LULU – the greatest opera of the 20th Century (some say)!!! Based on an play called Earth Spirit by Frank Wedekind, it is a rise-and-fall story of a very lively/sexually active woman. Berg’s 12 tone radical music has a similar rise-and-fall symmetry, running backwards note for note towards the end in a wonderful method of recapitulations: the perfect example of the modern coda – full of life – you might say.
Like Schwitter’s Merz work Berg’s music has also had to struggle hard to survive. Banned from Germany, the first performance of LULU was in Zurich in 1937, a few years after Berg’s death from blood poisoning (apparently following an insect bite). It was an incomplete work at that time, and following this performance his widow refused to allow the additional material which Berg had written to be added to the score. So it was that only after her death over forty years later the premiere took place on 24th February 1979 at the Opera Garnier in Paris (even the BBC felt obliged to put it on prime time TV).
These two naughties were separated by a certain distance (as you advise naughties should always be): as for Schwitters (he neither fits the description of abstract artist or constructivist), “Citizen and Idiot” is how he called himself. Berg might well have used a similar description for himself.

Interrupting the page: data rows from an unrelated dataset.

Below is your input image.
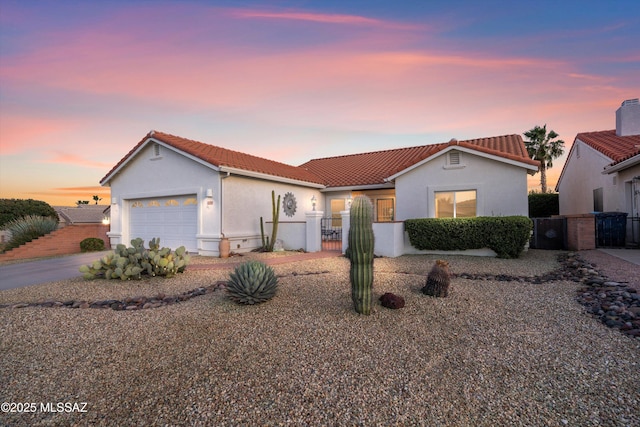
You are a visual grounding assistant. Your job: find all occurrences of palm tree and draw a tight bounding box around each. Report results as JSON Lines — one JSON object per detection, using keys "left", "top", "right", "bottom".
{"left": 523, "top": 125, "right": 565, "bottom": 193}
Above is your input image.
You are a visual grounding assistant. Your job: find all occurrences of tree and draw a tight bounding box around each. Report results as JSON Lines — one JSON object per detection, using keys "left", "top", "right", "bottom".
{"left": 523, "top": 125, "right": 565, "bottom": 193}
{"left": 93, "top": 195, "right": 102, "bottom": 204}
{"left": 0, "top": 199, "right": 59, "bottom": 228}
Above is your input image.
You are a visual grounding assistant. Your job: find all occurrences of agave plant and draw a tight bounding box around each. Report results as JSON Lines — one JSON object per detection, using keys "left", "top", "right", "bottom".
{"left": 3, "top": 215, "right": 58, "bottom": 252}
{"left": 226, "top": 260, "right": 278, "bottom": 305}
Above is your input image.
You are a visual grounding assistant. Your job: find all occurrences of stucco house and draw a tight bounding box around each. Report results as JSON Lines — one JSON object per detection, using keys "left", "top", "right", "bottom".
{"left": 556, "top": 98, "right": 640, "bottom": 246}
{"left": 101, "top": 130, "right": 539, "bottom": 256}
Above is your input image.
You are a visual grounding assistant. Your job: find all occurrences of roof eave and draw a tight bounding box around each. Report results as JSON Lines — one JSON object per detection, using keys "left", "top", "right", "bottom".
{"left": 602, "top": 154, "right": 640, "bottom": 174}
{"left": 321, "top": 183, "right": 395, "bottom": 192}
{"left": 219, "top": 166, "right": 326, "bottom": 188}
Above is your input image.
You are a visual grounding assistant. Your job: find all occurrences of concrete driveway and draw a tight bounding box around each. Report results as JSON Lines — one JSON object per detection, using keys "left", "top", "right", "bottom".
{"left": 0, "top": 251, "right": 110, "bottom": 290}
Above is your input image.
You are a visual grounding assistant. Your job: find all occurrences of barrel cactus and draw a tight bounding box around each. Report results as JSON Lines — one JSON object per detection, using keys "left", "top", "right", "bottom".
{"left": 347, "top": 195, "right": 375, "bottom": 315}
{"left": 226, "top": 260, "right": 278, "bottom": 305}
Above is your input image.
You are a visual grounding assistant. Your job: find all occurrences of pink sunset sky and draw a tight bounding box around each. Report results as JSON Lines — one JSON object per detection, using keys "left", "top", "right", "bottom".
{"left": 0, "top": 0, "right": 638, "bottom": 206}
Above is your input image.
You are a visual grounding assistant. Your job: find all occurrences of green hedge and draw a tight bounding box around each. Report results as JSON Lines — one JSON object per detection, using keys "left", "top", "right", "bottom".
{"left": 0, "top": 199, "right": 59, "bottom": 228}
{"left": 80, "top": 237, "right": 105, "bottom": 252}
{"left": 404, "top": 216, "right": 533, "bottom": 259}
{"left": 528, "top": 193, "right": 559, "bottom": 218}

Two naughties and lives of suffering? It was Samuel Beckett who in his study of Proust wrote: ‘The laws of memory are subject to the more general laws of habit. Habit is a compromise effected between the individual and his environment, or between the individual and his own organic eccentricities, the guarantor of a dull inviolability, the lightning conductor of his existence. Habit is the ballast that chains the dog to his vomit. Breathing is a habit. Life is a habit. Or rather life is a succession of habits, since the individual is a succession of individuals… the creation of the world did not take place once and for all, but takes place every day. Habit then is the generic term for the countless treaties concluded between the countless subjects that constitute the individual and their countless correlative objects. The period of transition that separate consecutive adaptations (because by no expedient of macabre transubstantiation can the grave sheets serve as swaddling clothes) represent the perilous zones in the life of the individual, dangerous, precarious, painful, mysterious and fertile, when for a moment the boredom of living is replaced by the suffering of being’ (Proust and 3 Dialogues with Georges Duthuit. 1999)

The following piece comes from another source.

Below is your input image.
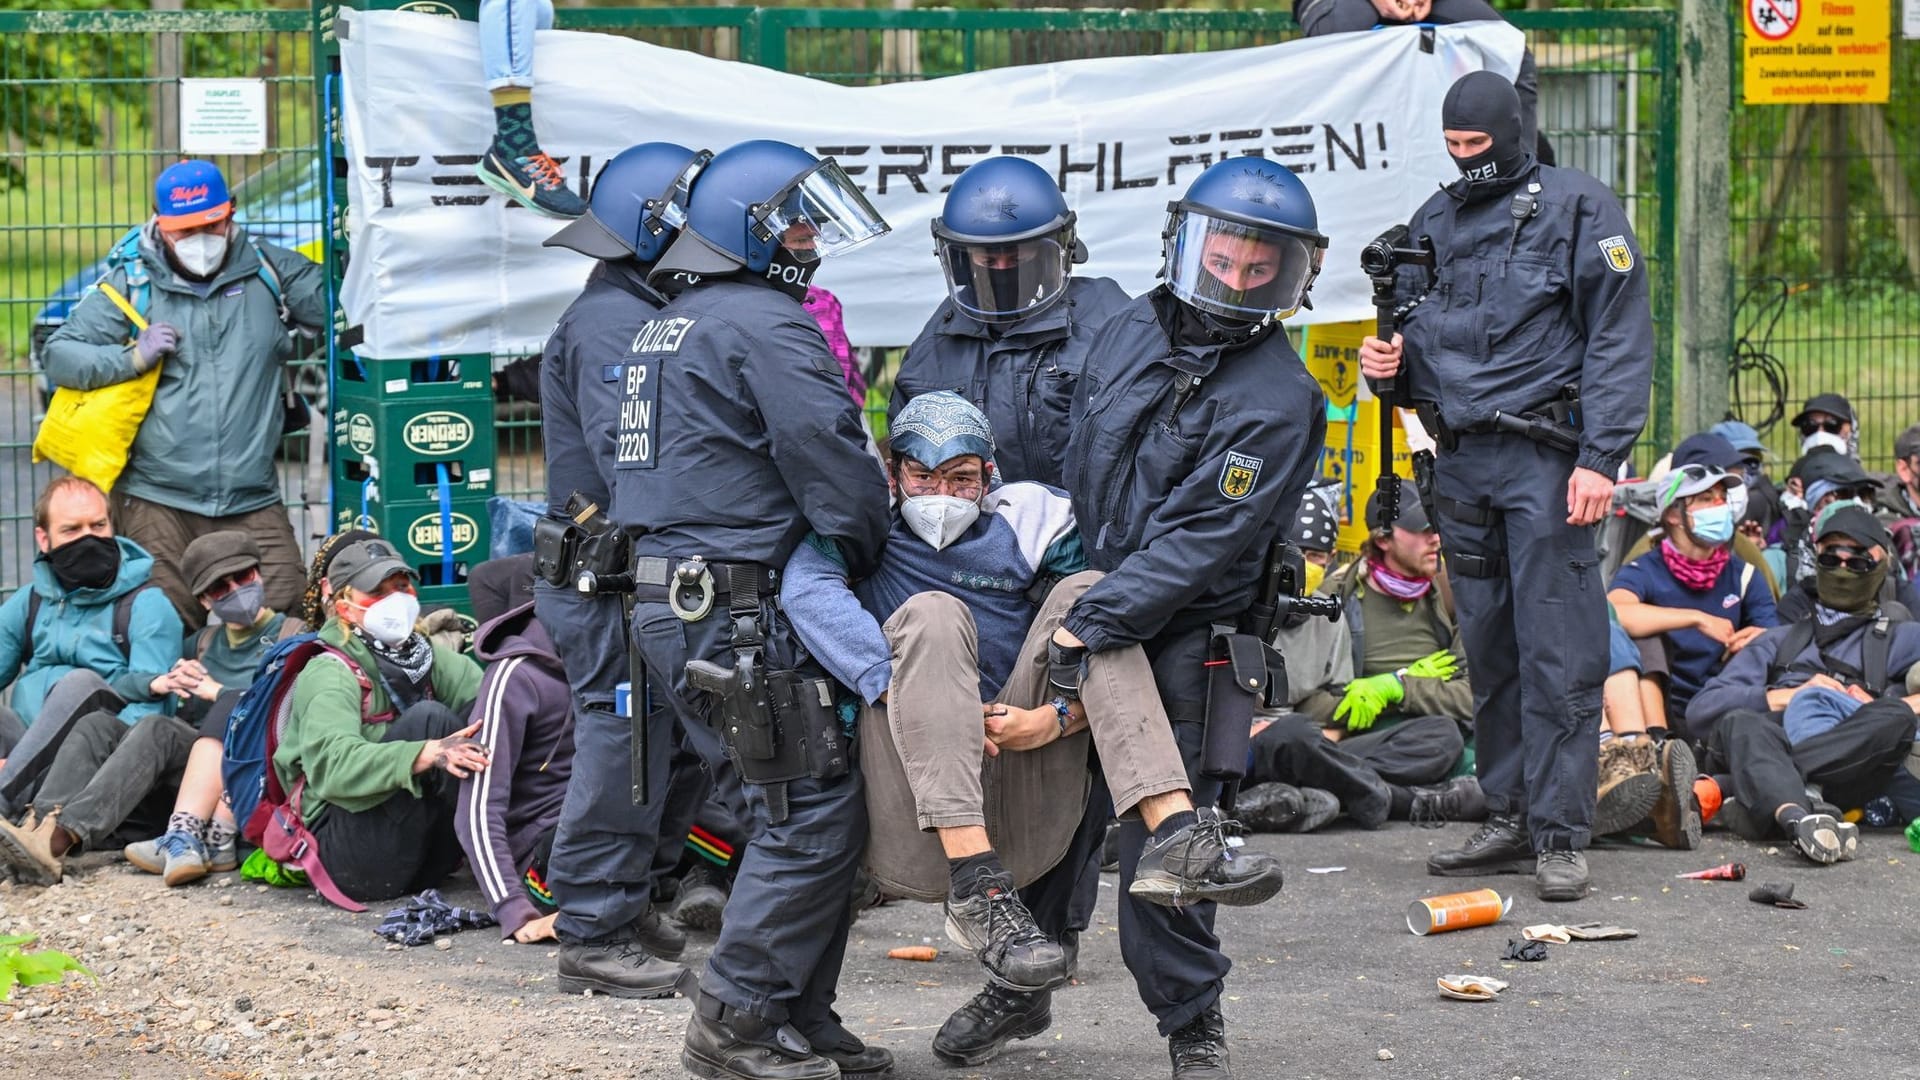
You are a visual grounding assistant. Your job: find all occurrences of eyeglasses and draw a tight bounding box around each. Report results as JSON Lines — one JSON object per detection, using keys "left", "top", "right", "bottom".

The lives of suffering of those two naughties Schwitters and Berg whether under the jurisdiction of Satan or Christ: considering your description of the new Pope like a ‘Man of Steel’, this of course was also the name Stalin took for himself. The Russian writer Bulgakov would have also especially appreciated this irony, as well as the kindred ironies of artistic pain experienced by Schitters and Berg. And also have praised their spiritual courage. And wished them the peace to be given to any Master.
But for Papa Francesco it is too early to say how the habits of his new clothes and vestments will recreate the habits of the man, or (as Bulgakov would have put it) his spiritual courage.